Practice nurses and GPs should have better training to be able to tackle the low levels of physical health screenings taken up by people with mental health conditions says the Mental Health Taskforce.
In a major report published this week, the Mental Health Taskforce urges NHS England to create and develop pathways for practice nurses and GPs to take responsibility for delivering physical care screenings, outreach, carer training and onward interventions in line with NICE guidance. This model should include outreach workers or carer training to support people to access primary care because many people with psychosis struggle to access services.
Figures from the Royal College of General Practitioners found that more than four out of five practice nurses are given responsibilities they are not trained in and that 42% having no training at all in mental health.
Professor Sheila Collins, BMA board of science chair, said: 'The suggested direction for mental health services in this report is promising, but despite recent rhetoric, services have been going from bad to worse. Those suffering from mental illness need to see these pledges fulfilled, and be able to access the care they need and deserve.’
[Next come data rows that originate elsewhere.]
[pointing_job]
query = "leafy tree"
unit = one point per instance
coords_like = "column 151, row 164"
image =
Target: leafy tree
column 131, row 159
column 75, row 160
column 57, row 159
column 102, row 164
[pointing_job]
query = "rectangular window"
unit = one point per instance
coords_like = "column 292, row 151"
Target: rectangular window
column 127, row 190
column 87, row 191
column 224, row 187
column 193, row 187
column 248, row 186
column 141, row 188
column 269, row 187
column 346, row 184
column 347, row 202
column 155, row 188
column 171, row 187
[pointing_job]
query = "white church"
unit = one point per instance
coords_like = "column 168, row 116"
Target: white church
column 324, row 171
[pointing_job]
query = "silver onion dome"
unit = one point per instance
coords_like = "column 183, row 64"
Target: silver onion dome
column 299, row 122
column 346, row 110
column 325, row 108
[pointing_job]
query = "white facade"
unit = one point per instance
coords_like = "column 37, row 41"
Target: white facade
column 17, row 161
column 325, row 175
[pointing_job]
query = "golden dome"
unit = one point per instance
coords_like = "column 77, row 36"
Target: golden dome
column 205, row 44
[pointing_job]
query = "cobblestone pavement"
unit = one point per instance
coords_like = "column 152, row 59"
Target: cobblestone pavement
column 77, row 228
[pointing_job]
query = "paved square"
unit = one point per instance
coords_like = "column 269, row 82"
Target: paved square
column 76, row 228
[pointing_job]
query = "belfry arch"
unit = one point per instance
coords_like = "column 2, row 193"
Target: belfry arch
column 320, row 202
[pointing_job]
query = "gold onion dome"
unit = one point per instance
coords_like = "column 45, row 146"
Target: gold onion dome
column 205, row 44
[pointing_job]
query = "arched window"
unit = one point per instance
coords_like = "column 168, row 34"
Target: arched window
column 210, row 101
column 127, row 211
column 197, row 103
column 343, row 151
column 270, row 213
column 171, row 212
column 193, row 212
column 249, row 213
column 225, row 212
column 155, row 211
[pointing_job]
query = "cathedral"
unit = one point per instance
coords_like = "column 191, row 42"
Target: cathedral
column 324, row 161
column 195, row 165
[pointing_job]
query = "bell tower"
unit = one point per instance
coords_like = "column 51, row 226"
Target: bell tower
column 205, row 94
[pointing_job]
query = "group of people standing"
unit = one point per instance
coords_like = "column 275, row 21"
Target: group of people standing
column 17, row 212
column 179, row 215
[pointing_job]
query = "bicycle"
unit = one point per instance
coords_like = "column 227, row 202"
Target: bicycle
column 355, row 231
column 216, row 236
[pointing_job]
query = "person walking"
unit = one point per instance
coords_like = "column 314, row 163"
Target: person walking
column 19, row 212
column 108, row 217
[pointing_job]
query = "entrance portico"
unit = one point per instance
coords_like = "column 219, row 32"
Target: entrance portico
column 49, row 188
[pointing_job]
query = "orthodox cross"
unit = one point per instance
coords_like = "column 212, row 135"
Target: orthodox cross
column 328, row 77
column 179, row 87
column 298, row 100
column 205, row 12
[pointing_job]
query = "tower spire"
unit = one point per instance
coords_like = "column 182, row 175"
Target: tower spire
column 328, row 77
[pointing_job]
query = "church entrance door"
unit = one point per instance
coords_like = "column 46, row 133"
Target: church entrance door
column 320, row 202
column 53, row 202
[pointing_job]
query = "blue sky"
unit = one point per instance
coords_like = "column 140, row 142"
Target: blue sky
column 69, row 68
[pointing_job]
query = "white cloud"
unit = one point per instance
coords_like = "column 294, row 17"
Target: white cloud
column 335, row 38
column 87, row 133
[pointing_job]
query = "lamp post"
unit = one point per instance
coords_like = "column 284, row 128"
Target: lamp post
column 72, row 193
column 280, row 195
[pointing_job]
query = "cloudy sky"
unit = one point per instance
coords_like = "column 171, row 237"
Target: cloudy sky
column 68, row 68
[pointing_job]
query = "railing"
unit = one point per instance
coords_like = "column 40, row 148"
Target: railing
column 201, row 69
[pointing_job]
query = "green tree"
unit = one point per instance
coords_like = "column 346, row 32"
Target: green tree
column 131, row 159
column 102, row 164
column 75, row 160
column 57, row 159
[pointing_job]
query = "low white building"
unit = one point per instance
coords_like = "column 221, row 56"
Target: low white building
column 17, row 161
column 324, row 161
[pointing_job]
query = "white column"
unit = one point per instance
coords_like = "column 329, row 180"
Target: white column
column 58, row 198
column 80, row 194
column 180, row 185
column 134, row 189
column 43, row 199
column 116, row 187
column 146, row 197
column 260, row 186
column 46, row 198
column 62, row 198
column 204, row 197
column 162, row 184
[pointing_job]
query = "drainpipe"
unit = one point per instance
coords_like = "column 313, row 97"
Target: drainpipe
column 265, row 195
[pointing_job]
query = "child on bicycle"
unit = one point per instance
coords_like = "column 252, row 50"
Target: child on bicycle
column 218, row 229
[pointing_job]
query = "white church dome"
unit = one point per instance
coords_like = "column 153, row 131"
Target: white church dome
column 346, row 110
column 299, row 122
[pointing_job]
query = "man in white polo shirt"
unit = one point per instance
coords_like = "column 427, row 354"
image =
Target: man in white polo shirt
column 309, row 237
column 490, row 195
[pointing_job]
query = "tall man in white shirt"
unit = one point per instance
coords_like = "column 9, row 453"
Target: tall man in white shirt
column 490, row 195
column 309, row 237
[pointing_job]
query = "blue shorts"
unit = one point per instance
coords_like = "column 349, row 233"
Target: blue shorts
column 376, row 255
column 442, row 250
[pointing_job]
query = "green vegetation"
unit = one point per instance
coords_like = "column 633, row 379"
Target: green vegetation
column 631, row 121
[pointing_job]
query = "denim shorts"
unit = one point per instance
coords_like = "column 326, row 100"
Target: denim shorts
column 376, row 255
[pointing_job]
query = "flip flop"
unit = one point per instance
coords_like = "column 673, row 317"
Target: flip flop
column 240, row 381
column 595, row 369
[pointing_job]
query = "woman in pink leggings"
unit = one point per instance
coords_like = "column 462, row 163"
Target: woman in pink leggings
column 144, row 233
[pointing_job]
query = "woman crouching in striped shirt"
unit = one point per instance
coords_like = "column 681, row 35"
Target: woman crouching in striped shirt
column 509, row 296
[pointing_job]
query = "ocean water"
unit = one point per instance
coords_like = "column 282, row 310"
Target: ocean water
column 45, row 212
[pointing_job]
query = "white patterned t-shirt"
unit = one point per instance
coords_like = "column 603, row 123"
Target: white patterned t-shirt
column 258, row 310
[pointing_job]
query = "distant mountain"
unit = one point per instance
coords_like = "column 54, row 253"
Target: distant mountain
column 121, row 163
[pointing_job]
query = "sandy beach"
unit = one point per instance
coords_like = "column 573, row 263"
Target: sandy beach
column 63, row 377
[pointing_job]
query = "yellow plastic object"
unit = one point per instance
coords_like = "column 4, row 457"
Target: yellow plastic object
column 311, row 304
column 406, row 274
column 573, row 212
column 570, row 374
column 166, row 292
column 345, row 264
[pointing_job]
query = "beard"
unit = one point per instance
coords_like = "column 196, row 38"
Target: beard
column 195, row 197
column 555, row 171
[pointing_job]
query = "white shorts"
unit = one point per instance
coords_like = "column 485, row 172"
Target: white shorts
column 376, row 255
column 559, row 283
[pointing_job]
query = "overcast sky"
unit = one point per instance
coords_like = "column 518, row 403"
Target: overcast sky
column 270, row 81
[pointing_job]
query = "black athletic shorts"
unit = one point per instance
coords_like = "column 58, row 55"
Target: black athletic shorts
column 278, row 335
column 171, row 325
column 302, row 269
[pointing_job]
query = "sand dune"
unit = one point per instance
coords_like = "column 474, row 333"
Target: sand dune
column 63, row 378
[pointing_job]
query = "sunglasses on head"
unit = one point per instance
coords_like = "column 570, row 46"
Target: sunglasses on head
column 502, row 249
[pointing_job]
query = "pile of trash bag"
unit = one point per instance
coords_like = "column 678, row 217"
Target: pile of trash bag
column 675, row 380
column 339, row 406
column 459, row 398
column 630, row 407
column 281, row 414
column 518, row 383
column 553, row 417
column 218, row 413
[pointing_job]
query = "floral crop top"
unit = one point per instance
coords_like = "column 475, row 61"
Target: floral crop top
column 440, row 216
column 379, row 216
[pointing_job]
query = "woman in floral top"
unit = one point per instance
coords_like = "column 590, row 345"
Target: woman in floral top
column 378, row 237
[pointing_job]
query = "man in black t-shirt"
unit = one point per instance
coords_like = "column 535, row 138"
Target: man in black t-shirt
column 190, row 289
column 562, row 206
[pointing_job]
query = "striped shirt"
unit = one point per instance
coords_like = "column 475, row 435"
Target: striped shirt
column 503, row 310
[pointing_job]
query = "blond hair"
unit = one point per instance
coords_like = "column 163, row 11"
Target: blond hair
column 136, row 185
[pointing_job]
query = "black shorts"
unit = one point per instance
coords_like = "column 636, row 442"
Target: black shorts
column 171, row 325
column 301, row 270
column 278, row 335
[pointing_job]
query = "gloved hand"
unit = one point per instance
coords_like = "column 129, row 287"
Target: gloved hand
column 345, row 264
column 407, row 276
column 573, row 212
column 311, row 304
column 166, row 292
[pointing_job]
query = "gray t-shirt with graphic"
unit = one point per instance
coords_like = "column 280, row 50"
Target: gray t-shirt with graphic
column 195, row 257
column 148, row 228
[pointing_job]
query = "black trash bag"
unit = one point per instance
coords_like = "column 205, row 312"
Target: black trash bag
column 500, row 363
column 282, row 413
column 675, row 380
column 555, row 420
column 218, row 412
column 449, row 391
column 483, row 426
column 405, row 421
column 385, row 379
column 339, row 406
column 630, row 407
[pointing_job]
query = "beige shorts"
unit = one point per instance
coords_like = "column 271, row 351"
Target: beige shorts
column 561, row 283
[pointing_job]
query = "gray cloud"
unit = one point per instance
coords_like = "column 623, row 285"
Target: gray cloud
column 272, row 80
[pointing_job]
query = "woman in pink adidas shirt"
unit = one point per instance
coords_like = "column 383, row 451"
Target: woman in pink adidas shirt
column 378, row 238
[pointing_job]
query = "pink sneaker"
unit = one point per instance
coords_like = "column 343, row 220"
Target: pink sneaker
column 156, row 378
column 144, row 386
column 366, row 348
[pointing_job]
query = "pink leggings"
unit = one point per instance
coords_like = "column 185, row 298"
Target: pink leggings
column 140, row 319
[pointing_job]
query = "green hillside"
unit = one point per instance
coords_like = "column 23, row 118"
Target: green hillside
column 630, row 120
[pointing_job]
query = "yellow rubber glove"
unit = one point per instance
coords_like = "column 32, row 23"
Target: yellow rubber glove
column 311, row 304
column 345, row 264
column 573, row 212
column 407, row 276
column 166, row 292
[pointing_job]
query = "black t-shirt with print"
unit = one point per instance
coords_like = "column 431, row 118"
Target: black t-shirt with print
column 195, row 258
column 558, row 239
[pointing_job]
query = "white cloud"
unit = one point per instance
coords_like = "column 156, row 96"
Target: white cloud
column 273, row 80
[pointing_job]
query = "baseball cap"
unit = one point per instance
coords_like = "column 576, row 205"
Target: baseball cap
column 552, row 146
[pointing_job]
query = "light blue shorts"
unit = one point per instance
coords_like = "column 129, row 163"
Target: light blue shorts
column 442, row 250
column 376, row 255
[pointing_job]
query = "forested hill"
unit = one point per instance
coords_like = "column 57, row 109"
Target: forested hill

According to the report 9 out of ten adults with mental health problems are supported in primary care. Despite this only around half of community teams were able to offer an adequate 24/7 crisis service. By 2020/21 NHS England should ensure that a 24/7 crisis service is available in all areas across England and that these services should be adequately resourced. This comes from the findings that a number of community mental health teams are inadequately staffed and these two things could be linked.
Ian Hulatt, the professional lead for mental health at the Royal College of Nursing, said that community mental health teams have suffered as a consequence of cuts that have occurred and they cannot compensate for the loss of services that local authorities were providing. 'So this is an austerity related outcome. However, the good news is that the Crisis Care Concordat has been able to achieve local agreements between services on crisis management between police and health services. There's good examples of how nurses working with police colleagues can drop the number of people that go to police custody,' he said.
'So there are some things that are working well but a 24/7 service that responds to people with mental health remains an unrealised ambition,' he adds.
Based on the recommendations and findings laid out in the report, the government has pledged to invest £1billion by 2021 into improving mental health services. This includes services for children and young people, quicker access to talking therapies and funding for perinatal mental health services.